According to the BBC, Ghappar and his family communicated for several days where he detailed what it was like in the camp, then he stopped responding.

He wrote he was first detained in a police jail for 18 days. He said was put in with about 50 others — everyone had sacks on their heads, were handcuffed, shackled, and had an iron chain that connected the cuffs to the shackles — in a "small room no bigger than 50 square meters, men on the right, women on the left," according to the BBC.

At one point, Ghappar said he lifted his hood to ask the guard to loosen his handcuffs, and the guard shouted at him: "If you remove your hood again, I will beat you to death," according to the BBC.

For food, the inmates shared a few bowls and spoons. He said the police would ask people who had infectious diseases to raise their hands, and those that raised their hands would eat last.


He took a photo of a document that encouraged children as young as 13 to "repent for their mistakes and voluntarily surrender," which the BBC reported looked like evidence that China is trying to control the thoughts of minorities.

A Uighur man recorded life inside a high-security Chinese internment camp. Here's what he said it was like.
A protester holds up a sign that says "Stand with Uyghur" — an alternative spelling for Uighur — at a rally in Hong Kong on December 22, 2019.Associated Press

Ghappar also said he felt the effects of the coronavirus when it started to spread in Xinjiang earlier this year. The coronavirus reached Xinjiang around late January, though it is unclear whether it reached any police jails or detention camps.

Four men, all 20 or younger, who ignored quarantine rules and played a game outside, were "beaten until they screamed like babies, the skin on their buttocks split open and they couldn't sit down," he wrote, according to the BBC.

He also said that prisoners had to wear masks under their hoods, the BBC reported.


When his temperature was found higher than normal at one point, he was moved to a room so cold he could not sleep, where he heard a man screaming "from morning until evening," he wrote, according to the BBC.

A few days later, the prisoners who were found sick or with high temperatures — including Ghappar, who had a cold — were moved to what he called an "epidemic control center," according to the BBC.

There he was shackled to the bed, soon covered in lice, and guarded by two people.

Here, somehow, he had managed to smuggle a phone into his cell, the BBC and The Globe and Mail reported. He was able to access some of his personal belongings upon arrival to the second jail, and the phone had gone unnoticed, the BBC reported.

With the cell phone he was able to communicate with his family and even film footage of himself inside his room. The clips showed Ghappar handcuffed to a bed, with bars on the windows, and Chinese propaganda blaring in the background.


You can watch some of Ghappar's footage on The Globe and Mail's website.

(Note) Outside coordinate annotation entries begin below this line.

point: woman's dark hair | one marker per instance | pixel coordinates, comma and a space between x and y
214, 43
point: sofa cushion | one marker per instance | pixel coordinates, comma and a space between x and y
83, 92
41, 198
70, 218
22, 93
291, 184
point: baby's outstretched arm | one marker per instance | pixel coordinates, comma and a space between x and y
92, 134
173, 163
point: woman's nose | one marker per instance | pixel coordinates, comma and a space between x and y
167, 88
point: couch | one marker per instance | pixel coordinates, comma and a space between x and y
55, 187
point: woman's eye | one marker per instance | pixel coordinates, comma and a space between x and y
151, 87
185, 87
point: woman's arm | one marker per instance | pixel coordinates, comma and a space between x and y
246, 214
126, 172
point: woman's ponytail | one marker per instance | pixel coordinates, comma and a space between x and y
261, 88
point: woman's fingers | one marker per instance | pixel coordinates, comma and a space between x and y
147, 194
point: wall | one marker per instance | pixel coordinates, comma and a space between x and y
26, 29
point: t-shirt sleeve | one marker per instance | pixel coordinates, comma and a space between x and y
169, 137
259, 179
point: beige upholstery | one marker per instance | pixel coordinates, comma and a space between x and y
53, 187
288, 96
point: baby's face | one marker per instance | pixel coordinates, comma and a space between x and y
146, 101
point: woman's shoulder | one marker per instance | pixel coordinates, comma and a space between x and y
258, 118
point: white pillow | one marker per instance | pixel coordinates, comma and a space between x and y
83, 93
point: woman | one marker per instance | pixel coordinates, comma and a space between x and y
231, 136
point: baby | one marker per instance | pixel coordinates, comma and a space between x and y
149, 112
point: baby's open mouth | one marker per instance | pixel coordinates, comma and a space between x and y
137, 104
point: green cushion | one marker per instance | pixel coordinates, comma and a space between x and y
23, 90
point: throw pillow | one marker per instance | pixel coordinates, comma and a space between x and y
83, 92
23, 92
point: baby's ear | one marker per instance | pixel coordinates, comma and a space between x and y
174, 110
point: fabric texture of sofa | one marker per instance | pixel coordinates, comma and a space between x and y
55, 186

After months of not hearing from Ghappar, his family has released a four-and-a-half minute video he took in his cell, along with a series of text messages, to the BBC and The Globe and Mail.

While it was impossible to verify the text messages, but experts told the BBC the footage looked genuine, and that the testimony was consistent with those from other former inmates in Xinjiang.

Ghappar's family told the BBC they were aware it could make his situation worse but hoped it would bring attention to him and the general situation for the Uighur people in China.

Abdulhakim Ghapper, his uncle, told the BBC the video could be a symbol of Uighur oppression like how the video of George Floyd's fatal arrest became a symbol of racism and oppression in the US.


"They have both faced brutality for their race. But while in America people are raising their voices, in our case there is silence," he said.